An international study finds that protecting huge swathes of the ocean offers the best chance to save coral reefs, marine life and coastal areas vital to human health from the impacts of global warming.

Written by Emily Gertz Published on Read time Approx. 5 minutes
Bluestripe snapper and other reef fish swim around coral in the Papahānaumokuākea Marine National Monument. James Watt/NOAA

Creating big, well-protected marine reserves may be among the best hedges humanity can take to counter climate change-driven disruptions now and in the future, according to a new study by an international team of researchers.

If they are well-protected, large enough, carefully sited and supported by local communities and the general public, these areas can blunt the effects of five marine transformations that are already happening due to the buildup of carbon dioxide in the atmosphere: diminishing oxygen levels, ocean acidification, rising seas, increasingly severe coastal storms and the shifting distribution of ocean plants and animals as they seek livable water temperatures.

But with only about 3.5 percent of national waters in some form of reserve, and only about half of those areas strongly protected from fishing and degradation, the world is far from conserving enough of the global ocean to assure those benefits. “Marine reserves will also help insure against inadequate management both in national waters and beyond national jurisdiction … and ensure that we do not make scientific advances through the belated realization of what we have lost,” the researchers concluded.

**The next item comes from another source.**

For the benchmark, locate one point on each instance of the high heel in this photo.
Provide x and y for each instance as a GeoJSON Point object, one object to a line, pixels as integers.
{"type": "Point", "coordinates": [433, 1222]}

“We’re paraphrasing, in a slightly more scientific way, Joni Mitchell – who said, ‘You don’t know what you’ve got till it’s gone,’” said lead author Callum M. Roberts, a professor of marine conservation at the University of York in the U.K.

“One of the things that we are understanding about the world is just how much people have changed it, and those changes have led to the loss of many species and habitats,” he added. “Over time we’ve belatedly realized, for example, that coastal habitats are really important, that they protect coastlines, that they provide a whole range of useful values to humanity as well as sustaining biodiversity.”

Once habitats like these are destroyed, he said, “you’ve got two options. One is to rebuild them or one is to just regret the fact that they’re no longer there.”

Roberts’ team analyzed and compiled the findings of 145 peer-reviewed scientific studies on marine reserves to learn how such areas might affect the speed and scope of climate change. The results were published Monday in the journal Proceedings of the National Academy of Sciences as the United Nations Ocean Conference got underway in New York City to work out ways to restore ocean health – in part, by protecting at least 10 percent of the ocean in marine reserves by 2020.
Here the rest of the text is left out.